CBS News broke a huge story on Sunday's Face the Nation concerning the Supreme Court's Thursday ruling on ObamaCare.
According to Jan Crawford, CBS legal and political correspondent, Chief Justice John Roberts was initially going to strike down the individual mandate requiring citizens to buy health insurance, but changed his mind over the objections of the conservatives on the Court (video follows with transcript):
NORAH O’DONNELL, SUBSTITUTE HOST: We're going to start first with Jan because you've done some reporting. The big question was why did Chief Justice John Roberts do what he did? And you've learned some new details right?
JAN CRAWFORD, CBS LEGAL AND POLITICAL CORRESPONDENT: Well, that's right. What was striking about this decision was that it was the conservative Chief Justice that was providing that decisive fifth vote, joining the liberals to uphold the President’s signature achievement.
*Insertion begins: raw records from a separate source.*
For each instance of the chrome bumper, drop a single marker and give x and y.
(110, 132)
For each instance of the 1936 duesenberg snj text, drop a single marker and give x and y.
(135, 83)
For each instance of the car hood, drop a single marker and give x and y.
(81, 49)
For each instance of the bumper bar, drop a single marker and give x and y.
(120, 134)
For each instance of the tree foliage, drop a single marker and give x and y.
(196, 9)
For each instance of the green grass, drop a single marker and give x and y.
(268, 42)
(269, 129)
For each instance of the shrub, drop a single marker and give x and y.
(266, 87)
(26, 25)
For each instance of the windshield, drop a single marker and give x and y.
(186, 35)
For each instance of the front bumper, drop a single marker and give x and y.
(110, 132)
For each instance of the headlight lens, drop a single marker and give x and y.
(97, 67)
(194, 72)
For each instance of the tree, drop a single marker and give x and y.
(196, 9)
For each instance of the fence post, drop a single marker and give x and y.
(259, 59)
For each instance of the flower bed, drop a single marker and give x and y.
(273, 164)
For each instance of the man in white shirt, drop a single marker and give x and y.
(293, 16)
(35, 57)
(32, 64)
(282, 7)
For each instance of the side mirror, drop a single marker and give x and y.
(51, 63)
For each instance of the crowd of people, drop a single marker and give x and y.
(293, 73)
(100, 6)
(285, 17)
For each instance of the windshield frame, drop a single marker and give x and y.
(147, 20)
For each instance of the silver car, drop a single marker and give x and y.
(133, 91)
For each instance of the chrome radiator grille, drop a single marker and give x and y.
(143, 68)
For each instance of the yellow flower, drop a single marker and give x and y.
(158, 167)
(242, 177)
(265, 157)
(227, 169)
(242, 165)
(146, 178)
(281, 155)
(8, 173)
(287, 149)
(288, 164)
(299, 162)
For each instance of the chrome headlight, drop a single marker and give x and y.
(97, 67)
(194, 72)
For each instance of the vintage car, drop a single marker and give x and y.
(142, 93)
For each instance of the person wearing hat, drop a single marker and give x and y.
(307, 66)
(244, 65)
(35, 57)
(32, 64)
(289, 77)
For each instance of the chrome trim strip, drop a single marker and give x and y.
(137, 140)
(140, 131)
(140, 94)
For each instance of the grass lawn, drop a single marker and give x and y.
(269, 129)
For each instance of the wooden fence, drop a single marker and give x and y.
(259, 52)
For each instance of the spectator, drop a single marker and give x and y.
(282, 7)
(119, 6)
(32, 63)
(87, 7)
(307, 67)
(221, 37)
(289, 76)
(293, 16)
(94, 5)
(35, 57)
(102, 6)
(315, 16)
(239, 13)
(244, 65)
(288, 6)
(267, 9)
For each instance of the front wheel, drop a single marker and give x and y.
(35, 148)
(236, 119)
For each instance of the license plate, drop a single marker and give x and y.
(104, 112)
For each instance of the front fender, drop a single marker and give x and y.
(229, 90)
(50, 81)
And Norah that was something that no one would have expected back in 2005 when President George W. Bush put him on the Supreme Court, and that was something that not even the conservative justices expected back in March when the Court heard arguments in this case.
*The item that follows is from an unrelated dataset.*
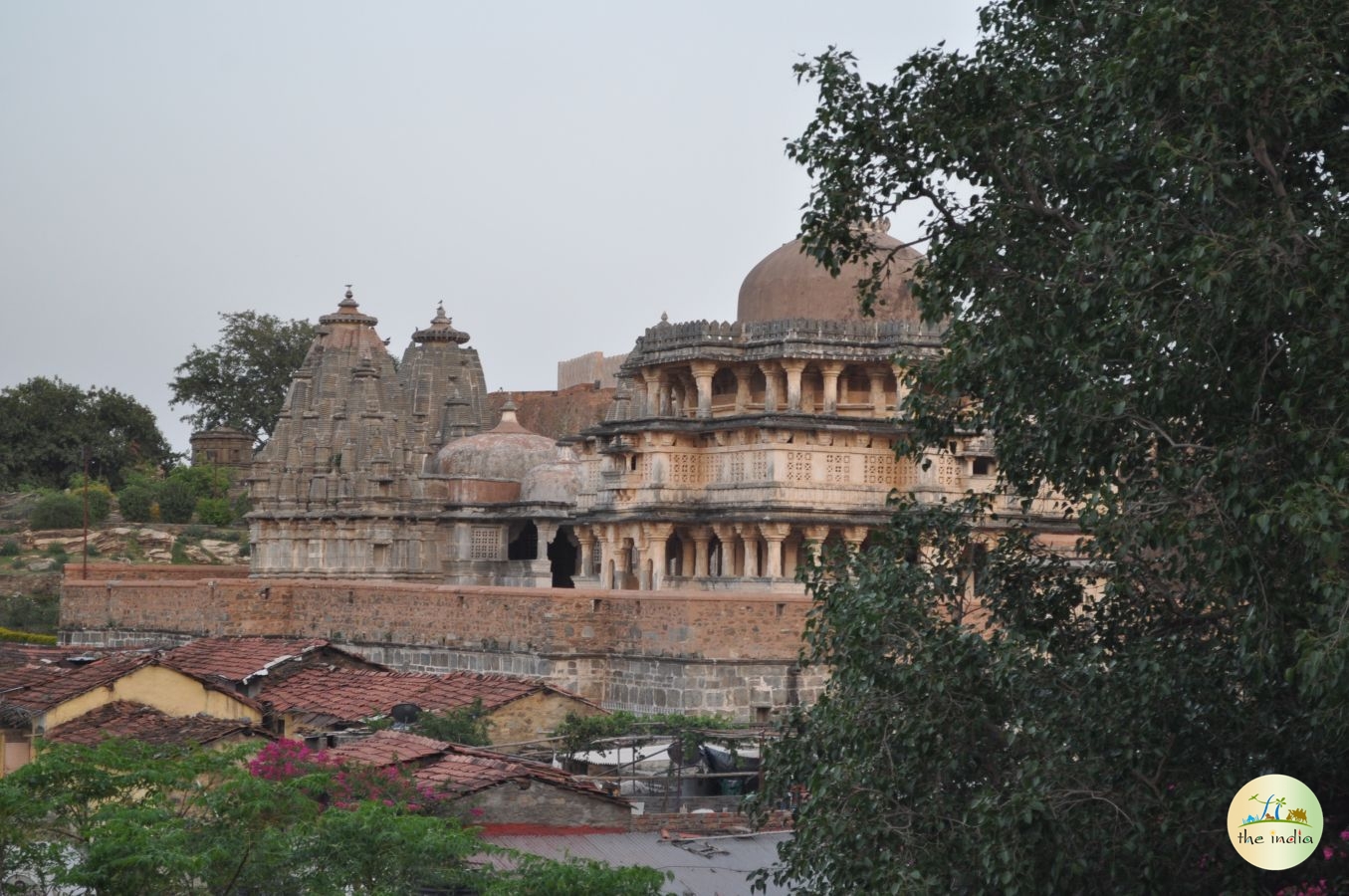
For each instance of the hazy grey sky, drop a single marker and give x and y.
(558, 174)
I am told by two sources with specific knowledge of the Court's deliberations that Roberts initially sided with the conservatives in this case and was prepared to strike down the heart of this law, the so-called individual mandate, of course, that requires all Americans to buy insurance or pay a penalty. But Roberts, I'm told by my sources, changed his views deciding to instead join with the liberals.
And he withstood-- I'm told by my sources -- a month-long desperate campaign by the conservative justices to bring him back to the fold, and that campaign was led, ironically, by Justice Anthony Kennedy. And why that's ironic is because it was Justice Kennedy that conservatives feared would be the one most likely to defect. But their effort, of course, was unsuccessful. Roberts did not budge. The conservatives wrote that astonishing joint dissent united in opposition, and Roberts wrote the majority opinion with the four liberals to uphold the President's signature achievement.
O’DONNELL: Has this there been anything like this on the Court before? I mean, that's extraordinary that the Chief Justice, according to your report about a month ago decided to do this and then was lobbied unsuccessfully.
CRAWFORD: Yes, that has happened before, and often in high-profile, controversial cases including Justice Kennedy who's changed his views in a very high-profile case involving a woman's rights on abortion back in 1992. And justices do change their mind. There is precedent for that. One justice told me that surprisingly enough it happens about once a term. But in the case of this magnitude with so much on the line, conservatives believed they had Roberts’ vote in this case, and there's quite a lot of anger within the hallways of the Supreme Court right now.